1 Salilkumar Bandopadhyay, Rabindranath o Loksanskriti (Kolkata: Dey’s Publishing, 1994), p.237, first published in 1983;

Photo @ Shyamal Bera

©itiriti

Beyond Rice, Dal and Phish : Padmaparer Rannaghar

I have been on an eating spree ever since I stepped my foot in Kolkata. Simulataneously I have been struggling with a section of a long overdue chapter which was supposed to be in my supervisor’s mail box quite a while ago. Instead, I have been drowning my sorrow of  loss of words, sentences in tasting and feasting.

My partner in crime DP lured me to try this place tucked away in the bustling streets of Gariahat. Anybody who is familiar with Kolkata neighbourhoods and is well versed with haggling has interned in Gariahat. Though Gariahat streets wear a comparatively deserted look before the (in)famous Operation Sunshine to remove Hawkers from pavements still you will find rows of neatly arranged good starting from crockery to pillow covers in the pavements of Gariahat. There are several tricks to crack your deal in Gariahat and every house in Kolkata can vouch for a “bargaining expert” who got the best deal in Gariahat and a worst buyer who could never managed to reduce a penny. Nevertheless, street shopping continues to remain an integral part of Kolkata like its street food culture. One of the street food culture is pice hotel. Though I am personally unaware of the gensesis of the word “pice” hotel in Bengal’s gastronomic street food culture, pice hotels are integral to eating out cultures in former Calcutta ( now Kolkata).

Usually pice hotels serve rice, dal, fish at a nominal rate and there are several hotels around Sealdah and other pockets of North Kolkata.

Check out the following entry by Nandini Dutta on Pice Hotels

http://nandinidutta.blogspot.in/2012/10/pice-hotels.html

Though visit to pice hotels have become rare I crave for the food served at Pice hotels. There are dedicated Pice hotels to satiate the “East Bengal cuisine”  known as Bangal food and dedicated places for Ghoti food or cuisine from West Bengal. Despite being a MohunBugun fan I have shared a fancy for Bangal food when it came to Pice hotels around Marquis Street.

Padmaparer Rannaghar is a restaurant tucked away in the lanes of Gariahat. Padma- the river that flows across Bangladesh also acts as the symbol of “Bangal” Cuisine. For instance some people prefer Hilsa from Padma over Hilsa from Ganges. Padma is symbolic of Bangal identity and food in particular. Hence Padmaparer Rannaghar is an apt name for a restaurant that mostly serves Bangal food.  DP and I headed towards this restaurant sharp at 1 O’ Clock.

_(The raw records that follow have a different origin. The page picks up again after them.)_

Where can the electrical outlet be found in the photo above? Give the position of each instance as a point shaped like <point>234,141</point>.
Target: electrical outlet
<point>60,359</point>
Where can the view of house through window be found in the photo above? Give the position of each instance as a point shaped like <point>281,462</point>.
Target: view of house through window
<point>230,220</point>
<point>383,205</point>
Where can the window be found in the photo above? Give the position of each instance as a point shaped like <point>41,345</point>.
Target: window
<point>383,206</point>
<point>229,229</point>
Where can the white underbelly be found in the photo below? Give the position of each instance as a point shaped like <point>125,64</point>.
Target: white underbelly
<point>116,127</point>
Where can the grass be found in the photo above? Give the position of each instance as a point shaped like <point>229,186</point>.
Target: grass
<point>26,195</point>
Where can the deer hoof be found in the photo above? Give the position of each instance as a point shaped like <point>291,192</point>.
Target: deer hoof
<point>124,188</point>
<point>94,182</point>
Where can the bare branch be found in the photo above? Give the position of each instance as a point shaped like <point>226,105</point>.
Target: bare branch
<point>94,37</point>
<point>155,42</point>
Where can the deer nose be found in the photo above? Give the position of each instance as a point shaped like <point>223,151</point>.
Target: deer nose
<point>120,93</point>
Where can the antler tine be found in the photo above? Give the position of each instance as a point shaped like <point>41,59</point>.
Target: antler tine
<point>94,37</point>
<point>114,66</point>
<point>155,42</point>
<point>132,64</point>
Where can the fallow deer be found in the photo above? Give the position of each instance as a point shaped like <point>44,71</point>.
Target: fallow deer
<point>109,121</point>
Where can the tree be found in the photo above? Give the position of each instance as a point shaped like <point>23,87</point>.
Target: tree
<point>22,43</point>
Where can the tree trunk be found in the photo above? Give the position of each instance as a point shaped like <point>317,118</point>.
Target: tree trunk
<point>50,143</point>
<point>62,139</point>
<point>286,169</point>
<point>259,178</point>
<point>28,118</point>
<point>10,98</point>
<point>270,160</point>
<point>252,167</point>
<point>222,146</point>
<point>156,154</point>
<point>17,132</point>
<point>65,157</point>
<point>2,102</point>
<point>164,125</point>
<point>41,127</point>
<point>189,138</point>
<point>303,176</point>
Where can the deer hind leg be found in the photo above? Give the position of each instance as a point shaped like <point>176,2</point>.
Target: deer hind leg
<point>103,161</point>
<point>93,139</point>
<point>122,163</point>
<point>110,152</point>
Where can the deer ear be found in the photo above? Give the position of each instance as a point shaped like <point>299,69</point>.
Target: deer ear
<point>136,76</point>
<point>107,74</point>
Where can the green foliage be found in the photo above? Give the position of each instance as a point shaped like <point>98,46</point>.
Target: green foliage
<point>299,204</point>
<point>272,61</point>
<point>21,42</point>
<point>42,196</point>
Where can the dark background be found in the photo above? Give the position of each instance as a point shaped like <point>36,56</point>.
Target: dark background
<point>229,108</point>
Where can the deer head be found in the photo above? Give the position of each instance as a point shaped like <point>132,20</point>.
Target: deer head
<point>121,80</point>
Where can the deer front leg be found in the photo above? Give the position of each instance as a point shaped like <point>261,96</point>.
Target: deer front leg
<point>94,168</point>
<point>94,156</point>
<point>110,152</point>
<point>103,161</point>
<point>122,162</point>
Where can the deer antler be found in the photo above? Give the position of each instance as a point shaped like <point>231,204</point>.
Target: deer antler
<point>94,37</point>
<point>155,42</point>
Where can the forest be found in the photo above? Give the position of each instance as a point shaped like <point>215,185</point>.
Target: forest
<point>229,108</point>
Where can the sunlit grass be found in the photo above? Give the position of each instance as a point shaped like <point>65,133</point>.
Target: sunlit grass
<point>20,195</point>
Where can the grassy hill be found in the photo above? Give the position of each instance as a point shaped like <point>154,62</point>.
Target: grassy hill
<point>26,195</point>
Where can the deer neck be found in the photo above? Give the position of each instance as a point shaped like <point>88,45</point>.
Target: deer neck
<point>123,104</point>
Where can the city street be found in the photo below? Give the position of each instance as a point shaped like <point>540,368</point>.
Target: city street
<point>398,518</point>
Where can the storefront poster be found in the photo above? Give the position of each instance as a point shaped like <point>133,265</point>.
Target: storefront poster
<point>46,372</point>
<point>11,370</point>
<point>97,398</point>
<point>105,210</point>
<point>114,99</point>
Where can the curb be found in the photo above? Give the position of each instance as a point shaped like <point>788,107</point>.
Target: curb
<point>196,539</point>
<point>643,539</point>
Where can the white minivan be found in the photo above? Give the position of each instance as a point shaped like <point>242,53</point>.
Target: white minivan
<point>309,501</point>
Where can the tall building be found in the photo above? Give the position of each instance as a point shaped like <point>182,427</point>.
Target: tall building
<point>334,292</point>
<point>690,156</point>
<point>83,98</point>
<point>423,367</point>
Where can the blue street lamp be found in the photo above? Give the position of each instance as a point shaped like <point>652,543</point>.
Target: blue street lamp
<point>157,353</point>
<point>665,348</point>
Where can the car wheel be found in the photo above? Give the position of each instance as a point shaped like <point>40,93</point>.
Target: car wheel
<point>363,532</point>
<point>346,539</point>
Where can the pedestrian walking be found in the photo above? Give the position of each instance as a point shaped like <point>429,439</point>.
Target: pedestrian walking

DP and her family have become regular visitors of this restaurant. DP insisted that I should read the rather metaphorical and rhyming menu which can be deciphered by someone who knows how to read and write Bangla. The menu can be lost in translation. So if you are a non- Bengali speaker you have to make do with the translation services of your waiter and will miss out on the food-metaphors and the generous use of adjectives in the Menu.

For people familiar with Bengali, here are some instances from the Menu

Machcher Mukta Kanther Dal ( a Dal prepared with Fish head)

Anarasher Madhyamani Pulao ( a Pulao prepared with Pineapples)

Dugdhadhabal Murir Pulao ( Chicken Pulao)

Manshabandi Dhakar Biryani ( Biryani cooked in Dhaka style)

My morbid translations cannot match the food metaphors and I am afraid I might land with up a rather funny literal translation.  After browsing through the rather long menu what struck me was the balance between vegetarian and non-vegetarian items. Infact I would strongly recommend this place to my vegetarian friends who crave for Bengali vegetarian delicacies. They have a wide variety of greens or sag preparation ranging from Pui Shak, Palak , Kachu Sag, Kalmi Sag and Lal sag. You can start off your meal with a sag before heading for Shukto ( a bitter dish ) and then a wide variety of Subzi based Dal.

What surprised me was the Dim Diye Jasorer Daler Stew ( A  Dal-Stew preparation from Jessore). While I am a huge fan of fish head Dal preparation common in Bengali households I had never heard of  Egg based Dal preparation and we decided to take a chance. As I geared up to order some Sag DP warned me against it. Apparently Rice is served with Kachubata( Colocasia or referred to as Arvi in Hindi) and fried Kalmi greens ! Being a die-hard fan of Dal-posto combination,  I had to enjoy my Dal and Rice with some Posto(poppy seeds) preparation; so we ordered Dekhan Hasi Narkel Posto ( a Poppy seed based preparation with potato and grated coconut).  We thoroughly enjoyed the Dal with sliced boiled eggs and sliced carrots adding colour and texture to the dal. A Must try!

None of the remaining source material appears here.